Une sortie qui résonne avec l’actualité puisque ce vendredi 5 septembre, à Luxembourg, a été fêtée la journée Benelux et les 65 ans de la libre circulation des personnes à l’intérieur de ce territoire, précurseur des futurs accords de Schengen.
Le XVIe siècle flamand, une période faste
Pour comprendre la nostalgie du nationaliste flamand, il convient de revenir sur la période faste que fut effectivement la première moitié du XVIe siècle dans nos contrées. Charles-Quint est au pouvoir et les territoires qui forment aujourd’hui grosso modo la Belgique, le Luxembourg et les Pays-Bas constituent un ensemble unifié prospère au sein des Dix-Sept Provinces. Cette région représente alors l’un des pôles économiques les plus dynamiques d’Europe.
La Flandre brille plus particulièrement dans l’empire des Habsbourg, avec des centres urbains comme Bruges, Gand et surtout Anvers, devenu un carrefour commercial et financier majeur grâce à son port et à l’établissement de la première bourse en 1531. L’économie est en pleine forme. La société est dominée par une bourgeoisie marchande influente structurée en corporations. Ce qui n’empêche pas à l’occasion Charles-Quint de la crosser lorsqu’elle se fait trop remuante.

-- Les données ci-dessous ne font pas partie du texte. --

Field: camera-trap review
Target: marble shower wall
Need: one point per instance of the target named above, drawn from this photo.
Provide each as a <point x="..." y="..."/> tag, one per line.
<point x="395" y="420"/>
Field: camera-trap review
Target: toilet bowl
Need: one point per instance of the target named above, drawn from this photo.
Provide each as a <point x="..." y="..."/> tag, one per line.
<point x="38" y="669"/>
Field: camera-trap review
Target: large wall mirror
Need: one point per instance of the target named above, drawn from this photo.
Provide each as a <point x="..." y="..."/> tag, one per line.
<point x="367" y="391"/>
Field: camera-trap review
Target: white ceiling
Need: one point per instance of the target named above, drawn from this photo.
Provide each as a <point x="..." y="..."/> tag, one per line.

Cette prospérité s’accompagne d’un rayonnement culturel exceptionnel. La Flandre est un foyer artistique de premier ordre, notamment avec l’influence de Jérôme Bosch et des primitifs dans la peinture.
Mais cette unité va se briser. En 1581, le divorce est consommé entre un Nord protestant (les futures Provinces-Unies) et un Sud catholique resté dans le giron de l’Espagne de Philippe II. La chute d’Anvers marque le déclin économique du Sud, mettant fin à cette prospérité partagée.
Les obstacles contemporains à l’intégration
Cette époque-là fait rêver l’historien de formation qu’est Bart De Wever. Aujourd’hui pourtant, plus d’un expert souligne les limites d’une intégration poussée entre la Belgique et les Pays-Bas. En juin dernier, dans les colonnes du quotidien néerlandais De Volkskrant, l’historien Rolf Falter mettait en garde contre une vision idéalisée du passé, rappelant que «les orangistes ne doivent pas croire qu’une unité grande-néerlandaise a jamais existé. Déjà au Moyen Âge, il y avait des rivalités entre la Hollande et le Brabant».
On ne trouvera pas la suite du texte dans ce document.